Fortalecer la oposición es una de las necesidades más imperiosas para el sistema político mexicano y en ese sentido resulta válido, legítimo y pertinente el proyecto de creación del nuevo partido México Libre que están proponiendo Margarita Zavala y Felipe Calderón, porque es necesario abrir el debate de las razones, de la legitimidad política, de la viabilidad técnica y financiera, y de la legalidad de las decisiones y acciones del gobierno; afortunadamente hay condiciones para levantar una oposición fuerte con los dos tercios de los ciudadanos del país que no votaron por Morena, un tercio de votos obtenidos por el partido de López Obrador no es suficiente para instalar un partido hegemónico y ni un gobierno basado en la personalidad de su líder y totalitario en la forma de funcionar.
Y no se trata de confrontar sino de deliberar públicamente, de generar un diálogo entre las diferentes formas de entender los problemas y las soluciones de los asuntos públicos, de buscar alternativas desde ópticas diferentes.
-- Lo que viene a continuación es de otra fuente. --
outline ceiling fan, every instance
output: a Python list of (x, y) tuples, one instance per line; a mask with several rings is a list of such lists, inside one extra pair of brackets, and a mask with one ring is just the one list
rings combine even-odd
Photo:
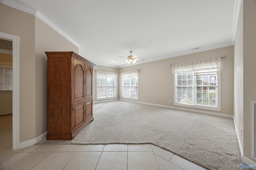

La democracia no reside en los partidos, sino en los ciudadanos que deciden cómo organizarse y qué causas defender. En este contexto no se entienden muy bien las críticas recibidas por un proyecto que, de momento, tan sólo ha solicitado su registro como partido político.
Como acostumbra suceder, la desinformación y la falacia toman las redes sociales y los medios de comunicación. Las arremetidas en contra de México Libre se antojan estrategias de acoso dirigidas a desprestigiar una propuesta que todavía no es partido político y, por lo tanto, acerca del que los ciudadanos ignoran principios, ideas y propósitos. Es una reacción sobre la nada que delata la intransigencia, autoritarismo, antidemocracia y totalitarismo, contrario a la pluralidad y enemigo de lo diferente.
Con el rechazo casi violento a la iniciativa ciudadana de crear un nuevo partido, la demagogia está servida puesto que son los mismos a los que no se les cae de la boca la palabra democracia a condición de que ellos mismo dicten qué es la democracia, qué partidos son democráticos, qué pensamiento es democrático. En definitiva, la dictadura del pensamiento único.
Vuela vuela palomita y ve y dile: A Andrés Manuel que no me diga que ya se cansó, que gobernar no es hacer su voluntad sino a la Constitución hacer cumplir y en ella dice, me canso ganso, que a la delincuencia se le tiene que combatir y perseguir.